Les lumières du salon s'allument et laissent apparaitre mon père, ma mère, mon frère et celui qui est censé me surveiller. Eh ben super ça ! Bravo Sala.
• Tu as passé une bonne soirée ? Poursuit mon père avec son air grave. Je hoche les épaules pour toute réponse, jette mes chaussures par terre et me dirige vers l'un des canapés pour m'asseoir. Je sais qu'on en a pour un bon moment.
• Qu'elle insolente ! S'écria ma mère. Ah parce qu'elle parle elle ? C'est une première ça dis donc !
• Lève-toi. M'ordonne mon frère. Euh de mieux en mieux quoi.
• Et au nom de quoi ou de qui ? Rétorquais-je en replaçant une mèche de mes cheveux.
Il s'avança dangereusement vers moi et sincèrement j'avais juste envie de rigoler. Il croit faire peur à qui lui ? Je suis juste assise ici par courtoisie sinon je serais dans mon lit là, bien au chaud.
• Laisse-moi gérer ça. Lui dit mon père.
• Yeah ! Laisse le prési s'en charger, c'est une question de diplomatie familiale et je suis sûre que tu ne connais même pas la définition du mot diplomatie. Dis-je à mon frère en riant sous cape. Le gars était rouge de colère.

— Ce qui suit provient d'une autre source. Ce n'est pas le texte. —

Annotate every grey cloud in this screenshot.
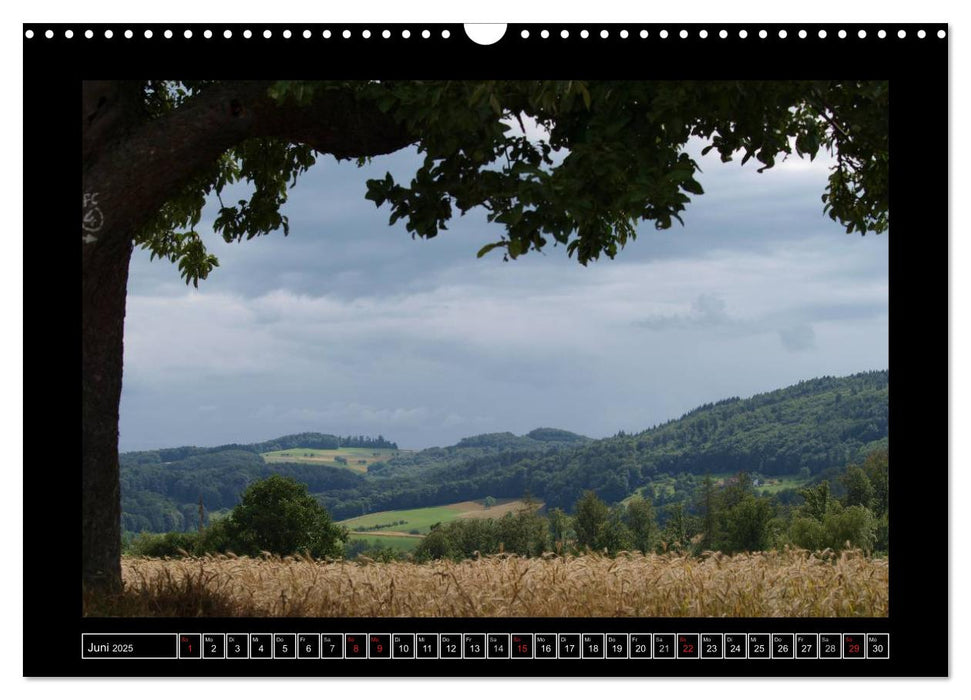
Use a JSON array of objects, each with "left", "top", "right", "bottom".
[
  {"left": 121, "top": 139, "right": 887, "bottom": 450},
  {"left": 779, "top": 323, "right": 816, "bottom": 352}
]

• Tu étais où ? Me demande mon père.
• En ville, avec des amis.
• A 2h du matin et sans protection ?
• Ah parce que tu sais que c'est dangereux de sortir dans ce pays sans protection ? Et pas que la nuit cher papa. Aucun habitant de ce pays n'est en sécurité, que ce soit le jour ou la nuit et ça tu le sais.
• Je ne suis pas leur père et je ne peux quand même pas octroyer à chacun un garde. Se défend-t-il de la manière la plus pathétique qui soit.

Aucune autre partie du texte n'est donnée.